Well, I wasn't about to let a little rain stop me from lighting up the grill. I probably should have because it wasn't that easy to get started in the rain but I persevered.
Tonight, for salad, I threw a lot of what was leftover in the fridge together. What I came up with was sort of what you'd have if Pasta Puttanesca, a Caesar salad, and a health nut procreated in some sort of unholy manner. I used up the remaining red kale, tossed in some leftover capers, anchovy fillets, lemon juice, Dijon mustard, hot sauce, olive oil, salt, and pepper. The result was far better than I'd have expected. I would definitely make this one again. That is, of course, if I ever made the same salad more than once or twice.
On second thought I'll say I'd make this again then I will promptly forget I ever made it and it will be lost in the annals of time.
The first thing to make it onto our grill was this fantastic pork chop from Lucki7 Livestock Company, a Step 4-rated farm in Rodman, New York. I spotted this at my local butcher shop and made the wise idea to purchase it. Any time I see pork from Lucki7 I pick it up since their pork is so great. Even if I have a fridge full of pork, I'll just throw all that stuff out and replace it with this.
I hesitate to do much to their pork so I just served it with some sauteed chard, boiled potatoes with butter and olive oil.
I had made and frozen some corn muffins out of the leftover batter from the Mexican shepherd's pie I made the other night. I sliced a couple in half, buttered them, and fried them up in the pan.

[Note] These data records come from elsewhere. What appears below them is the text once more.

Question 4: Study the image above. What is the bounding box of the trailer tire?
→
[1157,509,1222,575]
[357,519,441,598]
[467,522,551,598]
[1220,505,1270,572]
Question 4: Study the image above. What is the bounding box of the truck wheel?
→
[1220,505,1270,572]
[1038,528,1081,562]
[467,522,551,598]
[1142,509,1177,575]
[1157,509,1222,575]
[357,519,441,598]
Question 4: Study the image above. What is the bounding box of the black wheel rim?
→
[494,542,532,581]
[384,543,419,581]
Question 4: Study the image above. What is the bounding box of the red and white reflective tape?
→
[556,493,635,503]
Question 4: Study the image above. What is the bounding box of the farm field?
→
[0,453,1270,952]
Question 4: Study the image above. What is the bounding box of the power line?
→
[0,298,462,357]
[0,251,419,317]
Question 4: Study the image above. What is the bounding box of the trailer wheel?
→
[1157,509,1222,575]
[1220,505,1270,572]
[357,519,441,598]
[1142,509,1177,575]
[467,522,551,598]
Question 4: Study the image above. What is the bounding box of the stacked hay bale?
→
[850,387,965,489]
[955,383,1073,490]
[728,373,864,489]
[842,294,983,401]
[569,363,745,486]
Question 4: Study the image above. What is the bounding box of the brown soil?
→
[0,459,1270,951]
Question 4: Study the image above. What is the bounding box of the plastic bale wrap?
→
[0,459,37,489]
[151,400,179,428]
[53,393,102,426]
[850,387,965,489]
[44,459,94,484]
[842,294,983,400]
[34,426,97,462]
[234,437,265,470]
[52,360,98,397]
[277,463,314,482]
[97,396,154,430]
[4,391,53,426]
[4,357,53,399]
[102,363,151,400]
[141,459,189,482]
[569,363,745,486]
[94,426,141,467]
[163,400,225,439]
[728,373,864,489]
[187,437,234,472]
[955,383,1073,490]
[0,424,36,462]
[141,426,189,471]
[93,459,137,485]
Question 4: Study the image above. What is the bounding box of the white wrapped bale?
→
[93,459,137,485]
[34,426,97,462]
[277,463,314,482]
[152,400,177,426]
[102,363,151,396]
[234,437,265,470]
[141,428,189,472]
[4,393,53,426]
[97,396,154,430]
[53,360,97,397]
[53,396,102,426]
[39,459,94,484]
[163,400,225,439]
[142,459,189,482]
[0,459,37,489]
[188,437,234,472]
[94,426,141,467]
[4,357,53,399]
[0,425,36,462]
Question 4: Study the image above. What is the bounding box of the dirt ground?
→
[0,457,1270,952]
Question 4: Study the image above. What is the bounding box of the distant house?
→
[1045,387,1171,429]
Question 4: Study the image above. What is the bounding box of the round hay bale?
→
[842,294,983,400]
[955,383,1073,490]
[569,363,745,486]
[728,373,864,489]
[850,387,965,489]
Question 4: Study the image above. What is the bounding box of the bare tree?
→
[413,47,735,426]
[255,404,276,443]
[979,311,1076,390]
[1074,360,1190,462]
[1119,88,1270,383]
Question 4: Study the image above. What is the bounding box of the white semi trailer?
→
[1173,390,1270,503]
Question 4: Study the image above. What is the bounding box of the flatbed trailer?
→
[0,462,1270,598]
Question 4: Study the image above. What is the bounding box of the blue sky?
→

For beer I had this Traquair 2020 from Scotland. Apparently they brewed it to celebrate the first decade of the millennium to be consumed in the second decade of the millennium. It's not supposed to age or anything, you're just supposed to drink it within these ten years.
I found that very easy to do and I found this beer quite tasty. It's very similar to the Gouden Carolus I had last night in that it is very much like malt and molasses. Just the kind of beer you can enjoy out of a snifter as long as you close your blinds to make sure no one is looking in to see how much of a jerk you are.
Today someone at work gave me a tiny portion of baklava and it got me to thinking about how I hadn't had baklava in ages. Since I had the leftover filo in the fridge I decided I'd throw together a quick one. It was really just scavenging whatever what left in the fridge together so it was a little thin. I used equal parts walnuts, pecans, and almonds from the cupboard and made the sauce out of water, palm sugar, and honey.
Baklava isn't really spring-themed but it was fun to make and get to use the rest of the filo dough that I was convinced I'd end up throwing away.
Blossom by blossom the spring begins.